Saison, which means season in French, has become much the rage among American homebrewers and craft brewers alike. As a homebrewer here in NYC, I routinely see my colleagues brewing saisons, especially during the warmer summer months. Moreover, there are some great commercial saisons that come to mind, both American and Belgian. Benchmarks of the style include Brasserie Dupont’s Saison Dupont, Brassarie Fantome’s Fatome Saison, and Brooklyn’s own Sorachi Ace.
Despite the modern revival, saison has been around for more than two hundred years and brewed by traditional farmhouses to supplement workers on the field. Contrary to modern practices, the beer was usually brewed during the winter months and stored until harvest time in late summer. For homebrewers, brewing Saison in the summer is adventitious since saison yeast strains employ higher than normal fermentation temperatures.
The beer is also versatile in description. The color of the beer ranges anywhere from pale straw to light amber, and is moderately to highly hopped. The alcohol level was traditionally low, but this range has increased dramatically with some saisons approaching 8% ABV. Pilsner malt and wheat malt are usually employed as a base, but non-traditional grains, such as rye and spelt that were regionally accessible, were often added to mash to produce a unique and rustic character. Belgian or French yeast are employed to the ferment this beer, producing stone-fruit like esters and mildy pleasing phenolics. Some funk imparted by Brettanomyces can also be present. Importantly, the beer must have a unique smoothness and refreshing quality, arising from a high degree of attenuation and carbonation levels.

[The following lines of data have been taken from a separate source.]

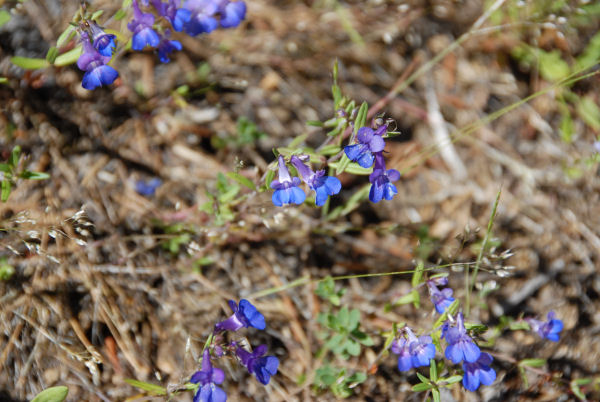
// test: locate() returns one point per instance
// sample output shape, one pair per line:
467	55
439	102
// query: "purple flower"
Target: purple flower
441	299
171	11
478	372
94	64
202	16
141	26
324	186
369	142
167	46
422	349
460	345
413	351
549	330
286	188
244	316
103	42
207	378
401	348
232	13
263	367
381	181
147	188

The last saison that I brewed was Cuvee de Bonhuer. In this case I used the Wyeast 3711 strain (French Saison). For this beer I decided to go with a mixed yeast culture - WLP565 (Belgian Saison I) and East Coast Yeast’s ECY03 (Farmhouse Brett). I’ve heard many good things about East Coast Yeast and never have been able to get my hands on some as it sells quickly. Matt Chan, a homebrewing friend of mine, gave some ECY03 to freeze down and I finally have a chance to use it. Lastly, I decided to go uber-rustic and use a significant amount of malted Spelt in the grist.
Recipe (5 gallon batch):
- 6.5 pounds of Belgian Pilsner Malt
- 4.0 pounds of Spelt Malt (Valley Malt)
- 1 pound of White Wheat Malt
- 2.4 ounces of Spelt Crystal Malt (approximately 80L)
Mashed in according to Phil Markowski’s suggestions in Farmhouse Ale’s; doughed in for a rest 131°F and did a raised temperature mash targeting both beta and alpha amylases at 144°F and 154°F. Raised temperature again for mash out at 168°F. Recirculated, took the first runnings and batched sparged to obtain 7.5 gallons of 1.041 wort. Boiled for two hours to concentrate sugars, but added hops at 60 minutes:
- 0.6 oz Sorachi Ace (60 minutes)
- 1.0 oz Sorachi Ace (5 minutes)
- 1.4 oz Sorachi Ace (0 minutes – flameout)
- Added whirlfloc and yeast nutrient at 15 minutes
Cooled to 74°F and oxygenated for 1 minute.Pitched 400 billion cells of WLP565 and ECY03.